Let me give you some example code to show how it works in practice. Imagine you write a simple game, in which you have a player moving around a map in four directions: north, east, south and west. The Player object has two methods to get its current coordinates on the map and four public boolean properties: canMoveNorth, canMoveSouth, canMoveEast and canMoveWest. The Map object has a method returning information whether a field with given coordinates is free (and the Player can move to this field) or not (because it contains another player or an obstacle for example). Now let's write a function which sets the Player properties according to the information returned by the Map:
void setPossibleMovementsForPlayer(Player *player, Map *map) {
    int x = player->getPositionX();
    int y = player->getPositionY();

    if (map->getFieldValueForXY(x + 1, y) == FREE) {
        player->canMoveEast = true;
    } else {
        player->canMoveEast = false;
    }
    if (map->getFieldValueForXY(x - 1, y) == FREE) {
        player->canMoveWest = true;
    } else {
        player->canMoveWest = false;
    }
    if (map->getFieldValueForXY(x, y + 1) == FREE) {
        player->canMoveNorth = true;
    } else {
        player->canMoveNorth = false;
    }
    if (map->getFieldValueForXY(x, y - 1) == FREE) {
        player->canMoveSouth = true;
    } else {
        player->canMoveSouth = false;
    }
}
It is easy to calculate that there are sixteen different combinations of the field values around the player - you can also read it from the cyclomatic complexity of the function. So to properly check the player state after executing this method you need to create exactly sixteen unit tests covering it.

But we can make this function much shorter by splitting its logic into four independent ones:
getPositionX();
    int y = player->getPositionY();

    setCanMoveEast(player, map, x + 1, y);
    setCanMoveWest(player, map, x - 1, y);
    setCanMoveNorth(player, map, x, y + 1);
    setCanMoveSouth(player, map, x, y - 1);
}

void setCanPlayerMoveEast(player *player, Map *map, int x, int y) {
    if (map->getFieldValueForXY(x, y) == FREE) {
        player->canMoveEast = true;
    } else {
        player->canMoveEast = false;
    }
}

void setCanPlayerMoveWest(player *player, Map *map, int x, int y) {
    if (map->getFieldValueForXY(x, y) == FREE) {
        player->canMoveWest = true;
    } else {
        player->canMoveWest = false;
    }
}

void setCanPlayerMoveNorth(player *player, Map *map, int x, int y) {
    if (map->getFieldValueForXY(x, y) == FREE) {
        player->canMoveNorth = true;
    } else {
        player->canMoveNorth = false;
    }
}

void setCanPlayerMoveSouth(player *player, Map *map, int x, int y) {
    if (map->getFieldValueForXY(x, y) == FREE) {
        player->canMoveSouth = true;
    } else {
        player->canMoveSouth = false;
    }
}
Now you only need to test player behaviour against these four small methods, and for each of them you only need two test cases. It reduces the overall number of necessary unit tests by half: from sixteen to eight.

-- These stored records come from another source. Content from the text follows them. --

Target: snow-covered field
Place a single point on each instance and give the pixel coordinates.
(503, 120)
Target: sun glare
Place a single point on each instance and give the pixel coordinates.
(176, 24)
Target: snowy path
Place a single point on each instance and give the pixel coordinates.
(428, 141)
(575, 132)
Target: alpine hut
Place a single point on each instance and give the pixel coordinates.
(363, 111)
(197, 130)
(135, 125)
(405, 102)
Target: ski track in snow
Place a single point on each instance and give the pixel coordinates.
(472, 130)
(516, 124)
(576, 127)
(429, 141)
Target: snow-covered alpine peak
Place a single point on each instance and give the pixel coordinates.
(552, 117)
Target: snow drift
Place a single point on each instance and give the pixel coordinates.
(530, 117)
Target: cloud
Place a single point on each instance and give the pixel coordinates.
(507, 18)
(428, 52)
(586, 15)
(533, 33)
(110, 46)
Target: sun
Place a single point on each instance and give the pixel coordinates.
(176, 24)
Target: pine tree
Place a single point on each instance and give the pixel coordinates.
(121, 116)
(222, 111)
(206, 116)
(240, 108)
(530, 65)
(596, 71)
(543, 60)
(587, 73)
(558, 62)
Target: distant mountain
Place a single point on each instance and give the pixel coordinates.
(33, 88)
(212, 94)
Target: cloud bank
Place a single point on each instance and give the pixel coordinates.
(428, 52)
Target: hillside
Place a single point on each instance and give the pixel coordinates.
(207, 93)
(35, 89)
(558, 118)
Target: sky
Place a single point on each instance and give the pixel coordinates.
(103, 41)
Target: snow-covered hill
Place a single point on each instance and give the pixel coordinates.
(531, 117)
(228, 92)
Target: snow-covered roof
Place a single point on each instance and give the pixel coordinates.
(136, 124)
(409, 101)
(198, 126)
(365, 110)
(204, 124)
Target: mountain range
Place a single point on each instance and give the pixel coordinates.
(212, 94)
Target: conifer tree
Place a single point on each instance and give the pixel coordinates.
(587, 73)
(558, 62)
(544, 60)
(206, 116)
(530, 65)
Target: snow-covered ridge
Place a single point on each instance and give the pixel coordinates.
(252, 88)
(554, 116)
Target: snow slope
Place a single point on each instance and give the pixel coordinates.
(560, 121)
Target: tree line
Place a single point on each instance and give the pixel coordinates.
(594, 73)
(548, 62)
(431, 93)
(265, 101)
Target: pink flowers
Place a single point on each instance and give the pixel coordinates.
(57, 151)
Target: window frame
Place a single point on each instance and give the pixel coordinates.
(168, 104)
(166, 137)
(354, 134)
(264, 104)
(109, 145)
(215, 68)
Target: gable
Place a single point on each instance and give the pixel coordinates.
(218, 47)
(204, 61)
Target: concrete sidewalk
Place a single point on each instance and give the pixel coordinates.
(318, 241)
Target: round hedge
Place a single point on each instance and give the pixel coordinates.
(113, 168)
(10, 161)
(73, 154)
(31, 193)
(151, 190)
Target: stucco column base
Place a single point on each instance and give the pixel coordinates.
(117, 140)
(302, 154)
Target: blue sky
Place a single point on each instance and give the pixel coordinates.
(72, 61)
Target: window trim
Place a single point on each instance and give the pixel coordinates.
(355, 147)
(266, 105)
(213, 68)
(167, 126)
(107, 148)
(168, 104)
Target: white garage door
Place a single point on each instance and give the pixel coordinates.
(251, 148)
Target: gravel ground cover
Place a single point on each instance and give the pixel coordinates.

But wait, all four methods do the same thing: they set a public property of the Player object. So why not merge them into one method?
void setPossibleMovementsForPlayer(Player *player, Map *map) {
    int x = player->getPositionX();
    int y = player->getPositionY();

    setCanPlayerMoveInDirection(&player->canMoveEast, map, x + 1, y);
    setCanPlayerMoveInDirection(&player->canMoveWest, map, x - 1, y);
    setCanPlayerMoveInDirection(&player->canMoveNorth, map, x, y + 1);
    setCanPlayerMoveInDirection(&player->canMoveSouth, map, x, y - 1);
}

void setCanPlayerMoveInDirection(bool *property, Map *map, int x, int y) {
    if (map->getFieldValueForXY(x, y) == FREE) {
        property = true;
    } else {
        property = false;
    }
}
Now you need only two unit tests to make sure the setCanPlayerMoveInDirection() method is correct, and possibly four more for setPossibleMovementsForPlayer() to make sure that right player properties are being set.

As a side effect, the code is now also smaller and more readable than the original version.